When we're doing pair programming with someone else, we will often communicate with the other person what our current intent is and what we're currently trying to write down. It may help us clarify our objectives or express clearly the various steps we'll have to go through. In the case of pair programming, one of the benefits is that someone else is there to double-check what you are doing and what you're about to do.
I'm the context where you are programming by yourself, you can still benefit from talking out loud about what you are doing. If you are willing, you can record yourself and even possibly use speech to text technologies to create a log of what you were doing at the time. This can be useful to recall what you were working on if you are interrupted at some point. It can also serve as a good way to get back context from a piece of code if you need to work on it again.
Writing down comments can also be useful, however there's a lot of thinking that goes into programming that is only transient and if it were to be written as comments, it would make the code more difficult to consume.
How do checklists help to avoid mistakes?
Checklists are designed to ensure that the most important things, either it is an item or a step in a process, are not forgotten.
A process checklist will list all the steps that are critical to the completion of a process. It will make clear what steps need to be done and verified in what order. Checklists are a way to communicate with new team members what the existing team processes are and what is expected of them. As steps are completed, they are checked to indicate that the task was done or verified, which can serve as a progress indicator when a process takes a while to accomplish. What is also great about checklists is that it can be shared between teams as a way to share knowledge about processes.
If you often make mistakes in certain processes you do throughout the day, you can easily create a checklist that lists all the important things that you need to double-check when you do that process.
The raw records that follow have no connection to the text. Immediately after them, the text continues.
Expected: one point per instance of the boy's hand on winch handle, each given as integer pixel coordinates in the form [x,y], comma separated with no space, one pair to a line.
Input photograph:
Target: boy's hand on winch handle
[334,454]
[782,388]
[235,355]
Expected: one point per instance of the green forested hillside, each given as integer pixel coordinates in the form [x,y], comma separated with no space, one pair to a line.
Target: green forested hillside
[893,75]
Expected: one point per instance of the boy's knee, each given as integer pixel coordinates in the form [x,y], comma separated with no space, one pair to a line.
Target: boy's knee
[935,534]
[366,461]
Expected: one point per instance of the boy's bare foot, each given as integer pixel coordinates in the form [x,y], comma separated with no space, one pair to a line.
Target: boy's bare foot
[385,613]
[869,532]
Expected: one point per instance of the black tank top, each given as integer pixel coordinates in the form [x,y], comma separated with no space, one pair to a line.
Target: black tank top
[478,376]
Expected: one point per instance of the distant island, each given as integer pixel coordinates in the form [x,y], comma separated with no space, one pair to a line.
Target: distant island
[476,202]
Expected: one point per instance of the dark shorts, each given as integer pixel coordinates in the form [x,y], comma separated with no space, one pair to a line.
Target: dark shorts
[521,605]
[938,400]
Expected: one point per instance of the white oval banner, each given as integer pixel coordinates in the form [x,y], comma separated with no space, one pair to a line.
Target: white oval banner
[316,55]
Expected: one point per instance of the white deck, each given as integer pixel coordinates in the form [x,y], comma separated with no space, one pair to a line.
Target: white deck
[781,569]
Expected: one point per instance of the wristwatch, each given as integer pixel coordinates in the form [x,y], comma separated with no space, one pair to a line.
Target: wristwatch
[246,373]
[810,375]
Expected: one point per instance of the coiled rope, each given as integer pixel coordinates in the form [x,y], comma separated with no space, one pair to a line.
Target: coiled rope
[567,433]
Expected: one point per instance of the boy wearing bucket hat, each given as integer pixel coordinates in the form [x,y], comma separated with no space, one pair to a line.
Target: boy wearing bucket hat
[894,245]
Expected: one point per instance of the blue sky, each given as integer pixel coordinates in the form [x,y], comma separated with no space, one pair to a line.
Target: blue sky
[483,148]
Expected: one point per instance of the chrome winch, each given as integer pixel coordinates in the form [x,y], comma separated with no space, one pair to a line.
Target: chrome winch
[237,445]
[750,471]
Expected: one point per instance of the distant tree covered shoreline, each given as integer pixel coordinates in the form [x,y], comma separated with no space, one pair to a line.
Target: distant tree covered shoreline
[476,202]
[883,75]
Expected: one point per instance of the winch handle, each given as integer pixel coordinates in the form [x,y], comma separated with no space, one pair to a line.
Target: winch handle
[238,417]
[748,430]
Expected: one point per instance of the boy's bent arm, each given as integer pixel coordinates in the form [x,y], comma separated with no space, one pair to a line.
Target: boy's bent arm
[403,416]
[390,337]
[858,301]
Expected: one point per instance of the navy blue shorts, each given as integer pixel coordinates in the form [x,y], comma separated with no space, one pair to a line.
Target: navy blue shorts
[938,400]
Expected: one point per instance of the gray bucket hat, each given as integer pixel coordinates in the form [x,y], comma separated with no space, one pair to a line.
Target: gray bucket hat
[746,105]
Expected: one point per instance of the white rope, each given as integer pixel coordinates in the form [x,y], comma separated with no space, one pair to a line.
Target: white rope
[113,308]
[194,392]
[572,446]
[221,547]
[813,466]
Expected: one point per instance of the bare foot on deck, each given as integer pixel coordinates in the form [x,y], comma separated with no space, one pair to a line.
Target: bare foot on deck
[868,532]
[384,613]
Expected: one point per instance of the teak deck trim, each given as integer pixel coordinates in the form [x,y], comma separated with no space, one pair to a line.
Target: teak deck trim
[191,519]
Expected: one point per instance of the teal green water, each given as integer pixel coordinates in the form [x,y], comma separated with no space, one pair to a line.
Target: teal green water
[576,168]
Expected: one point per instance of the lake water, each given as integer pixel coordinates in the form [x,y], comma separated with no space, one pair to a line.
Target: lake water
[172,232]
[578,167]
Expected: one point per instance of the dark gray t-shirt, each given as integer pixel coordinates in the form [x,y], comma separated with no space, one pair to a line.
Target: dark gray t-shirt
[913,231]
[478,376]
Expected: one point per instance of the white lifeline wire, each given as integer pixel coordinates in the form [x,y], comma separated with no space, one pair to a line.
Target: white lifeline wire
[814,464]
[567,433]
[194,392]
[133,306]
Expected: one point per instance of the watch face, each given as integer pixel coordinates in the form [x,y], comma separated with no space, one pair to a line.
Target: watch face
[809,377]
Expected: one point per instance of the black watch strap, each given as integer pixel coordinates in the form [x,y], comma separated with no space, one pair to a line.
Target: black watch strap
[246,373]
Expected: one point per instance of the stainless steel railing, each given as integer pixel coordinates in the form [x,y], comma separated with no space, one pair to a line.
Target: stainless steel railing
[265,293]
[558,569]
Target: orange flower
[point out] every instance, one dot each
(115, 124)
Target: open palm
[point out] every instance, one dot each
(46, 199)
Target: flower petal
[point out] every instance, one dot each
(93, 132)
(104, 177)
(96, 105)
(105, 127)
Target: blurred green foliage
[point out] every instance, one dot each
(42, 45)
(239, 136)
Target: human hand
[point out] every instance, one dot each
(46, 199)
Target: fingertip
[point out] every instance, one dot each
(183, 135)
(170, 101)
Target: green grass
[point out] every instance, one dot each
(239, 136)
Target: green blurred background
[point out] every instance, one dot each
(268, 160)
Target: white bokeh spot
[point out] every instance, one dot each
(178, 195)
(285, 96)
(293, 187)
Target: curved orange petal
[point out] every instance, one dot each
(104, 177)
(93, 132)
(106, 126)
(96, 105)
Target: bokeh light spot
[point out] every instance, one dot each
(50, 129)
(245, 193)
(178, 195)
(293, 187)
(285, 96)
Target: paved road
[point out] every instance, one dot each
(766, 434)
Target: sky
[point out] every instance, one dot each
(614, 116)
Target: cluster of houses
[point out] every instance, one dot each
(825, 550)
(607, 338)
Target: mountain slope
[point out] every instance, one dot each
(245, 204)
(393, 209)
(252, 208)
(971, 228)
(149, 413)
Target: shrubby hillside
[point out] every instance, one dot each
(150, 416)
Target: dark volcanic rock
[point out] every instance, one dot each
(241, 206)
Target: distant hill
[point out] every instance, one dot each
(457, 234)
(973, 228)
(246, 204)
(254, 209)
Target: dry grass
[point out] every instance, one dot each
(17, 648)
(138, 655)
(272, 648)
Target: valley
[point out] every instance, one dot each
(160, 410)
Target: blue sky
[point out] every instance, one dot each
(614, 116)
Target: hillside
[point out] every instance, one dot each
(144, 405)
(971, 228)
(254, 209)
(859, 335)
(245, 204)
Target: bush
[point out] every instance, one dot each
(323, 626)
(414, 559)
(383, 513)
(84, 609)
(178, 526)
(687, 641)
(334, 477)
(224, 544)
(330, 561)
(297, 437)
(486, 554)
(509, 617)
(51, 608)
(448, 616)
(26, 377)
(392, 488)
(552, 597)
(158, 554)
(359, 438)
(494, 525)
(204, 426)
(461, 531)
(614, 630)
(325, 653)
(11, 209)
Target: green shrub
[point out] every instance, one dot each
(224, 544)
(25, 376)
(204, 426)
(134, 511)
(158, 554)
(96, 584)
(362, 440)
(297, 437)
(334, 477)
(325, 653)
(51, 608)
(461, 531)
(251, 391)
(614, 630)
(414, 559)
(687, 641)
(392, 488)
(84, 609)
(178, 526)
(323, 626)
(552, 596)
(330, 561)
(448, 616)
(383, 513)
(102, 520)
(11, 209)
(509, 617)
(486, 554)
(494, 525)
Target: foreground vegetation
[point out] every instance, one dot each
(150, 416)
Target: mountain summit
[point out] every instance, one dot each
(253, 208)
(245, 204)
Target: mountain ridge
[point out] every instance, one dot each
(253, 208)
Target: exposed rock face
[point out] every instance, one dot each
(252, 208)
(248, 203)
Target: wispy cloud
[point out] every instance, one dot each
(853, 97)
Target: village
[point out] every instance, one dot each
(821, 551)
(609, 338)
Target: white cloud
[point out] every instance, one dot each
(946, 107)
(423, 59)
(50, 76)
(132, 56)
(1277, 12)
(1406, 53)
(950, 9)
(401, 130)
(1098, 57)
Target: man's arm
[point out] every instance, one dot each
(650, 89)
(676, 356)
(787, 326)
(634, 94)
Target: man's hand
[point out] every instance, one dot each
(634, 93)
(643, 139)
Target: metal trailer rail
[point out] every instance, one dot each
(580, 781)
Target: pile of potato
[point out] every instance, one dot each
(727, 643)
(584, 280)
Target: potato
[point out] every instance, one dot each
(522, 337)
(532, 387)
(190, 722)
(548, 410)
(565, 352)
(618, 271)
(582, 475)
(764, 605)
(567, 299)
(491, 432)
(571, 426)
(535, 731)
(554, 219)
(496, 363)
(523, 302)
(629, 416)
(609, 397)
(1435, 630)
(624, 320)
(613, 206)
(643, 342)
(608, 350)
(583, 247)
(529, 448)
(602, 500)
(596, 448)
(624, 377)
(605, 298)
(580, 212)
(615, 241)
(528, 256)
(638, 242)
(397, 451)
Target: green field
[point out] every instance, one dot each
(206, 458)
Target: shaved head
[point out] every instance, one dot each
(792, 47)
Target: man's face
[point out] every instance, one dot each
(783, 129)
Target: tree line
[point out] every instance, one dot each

You can then go through that list while completing the process or after completing it to ensure that all the important aspects of the process were correctly done.
One benefit of the checklist is that it also allows you to offload information that you might have to keep in your head at all times. A checklist for a process you do very infrequently can be an amazing time-saving tool since you do not need to refresh your memory on all the important steps of that process.
Anything that you can memorize, you should write down so that you can consult later and improve over time.
How does one keep a library organized if people are moving books improperly at a certain rate?
In order to keep the library as ordered as possible, librarian should suggest that books that have been removed from the shelves be put onto cart or tables where those will be properly shelved again. Given that an individual may think they properly shelved a book, they might have actually introduced a slight error in the ordering of the books. If there is enough disorder created through this method, then it becomes more challenging for librarians to keep the books ordered.
We know from computer science that efficient sorting algorithms are of complexity O(n log n). For a nearly sorted initial order, insertion sort is considered to be the best as it will become close to O(n) complexity (while it is O(n^2) in the average/worst case).